Assessment of damages
For the Defendant-purchaser in McGuinty, the Court’s finding of constructive dismissal proved costly. As there was no provision in the fixed-term contract to address early termination of the agreement, Justice Gordon ordered that the Plaintiff was entitled to the value of the remaining balance of the contractual term. Given that the Plaintiff had only worked for about one year out of the 10-year term, the result was an order for damages over a staggering 9-year period. That had a monetary value of $1,274,173.83!
While the outcome of the McGuinty case was painful for the Defendant-purchaser, had different steps been taken during the original sale of business, such a disaster likely could have been averted. Accordingly, employers in Ontario would be well served to keep the following tips in mind when next considering the use of fixed-term contracts in the workplace:
- In most situations, a contract of indefinite employment will work just as well (if not better) than a fixed-term contract. Indefinite agreements typically come with less risk, as there is no possibility that severance can be ordered to the end of the applicable term in situations of a wrongful or constructive dismissal.
- When using a fixed-term contract, consider including an early termination clause. Had such a clause existed in the McGuinity case, it may have reduced the Court’s severance order by a magnitude of several hundred thousand of dollars.
- Consider keeping terms short for any fixed-term contract. Even if no early termination clause is utilized, the shorter the term of the agreement, the less expensive it will be to cover damages until the end of the term period.

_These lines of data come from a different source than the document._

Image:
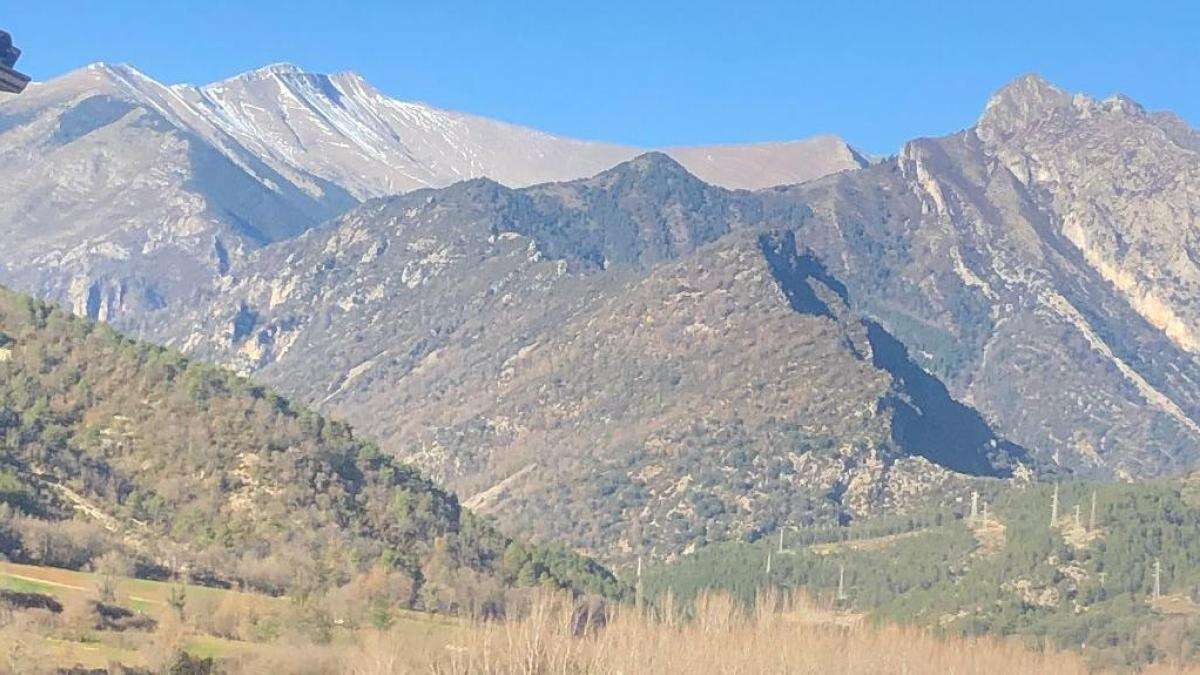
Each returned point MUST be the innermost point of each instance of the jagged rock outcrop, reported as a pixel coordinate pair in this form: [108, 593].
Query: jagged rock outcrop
[1042, 264]
[119, 196]
[631, 362]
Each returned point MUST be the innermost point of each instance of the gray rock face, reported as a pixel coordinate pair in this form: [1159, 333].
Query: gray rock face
[1042, 263]
[755, 166]
[629, 362]
[120, 196]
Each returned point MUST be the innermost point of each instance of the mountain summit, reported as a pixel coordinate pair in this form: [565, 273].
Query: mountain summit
[120, 196]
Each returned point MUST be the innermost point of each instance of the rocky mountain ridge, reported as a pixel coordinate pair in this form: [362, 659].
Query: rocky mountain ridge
[631, 363]
[121, 195]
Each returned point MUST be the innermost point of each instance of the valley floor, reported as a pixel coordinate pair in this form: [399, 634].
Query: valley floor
[781, 634]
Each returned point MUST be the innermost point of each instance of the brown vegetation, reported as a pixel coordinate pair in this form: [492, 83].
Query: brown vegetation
[781, 634]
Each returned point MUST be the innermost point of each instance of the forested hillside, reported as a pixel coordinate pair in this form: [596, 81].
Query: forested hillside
[117, 447]
[1086, 583]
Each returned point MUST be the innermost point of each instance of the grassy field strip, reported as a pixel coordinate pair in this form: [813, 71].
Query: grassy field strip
[70, 586]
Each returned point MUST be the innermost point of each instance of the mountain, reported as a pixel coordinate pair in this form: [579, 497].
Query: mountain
[1042, 263]
[754, 166]
[189, 469]
[121, 195]
[628, 363]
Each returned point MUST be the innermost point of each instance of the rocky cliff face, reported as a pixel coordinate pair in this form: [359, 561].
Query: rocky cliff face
[633, 363]
[120, 196]
[1039, 263]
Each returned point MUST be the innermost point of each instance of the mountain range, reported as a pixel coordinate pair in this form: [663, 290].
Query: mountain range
[595, 345]
[123, 195]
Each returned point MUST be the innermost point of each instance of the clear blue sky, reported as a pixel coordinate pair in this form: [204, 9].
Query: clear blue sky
[654, 73]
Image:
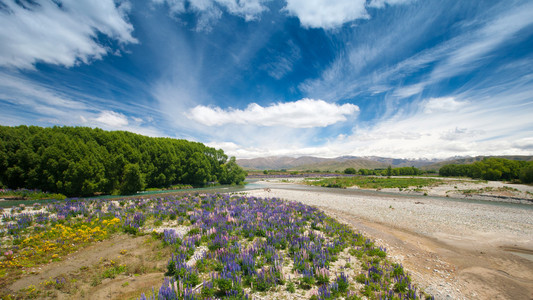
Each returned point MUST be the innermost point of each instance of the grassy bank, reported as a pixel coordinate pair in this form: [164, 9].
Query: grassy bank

- If the issue of security of tenure for employees arises in the course of negotiating a sale of business, keep in mind that long fixed-term contracts are not the only means available to address the situation. Instead, indefinite or short fixed-term contracts can be used and merely incorporate more generous termination provisions. Such clauses thus provide the respective employees with a ‘golden parachute’ to cushion their landing in the advent of an unanticipated future dismissal.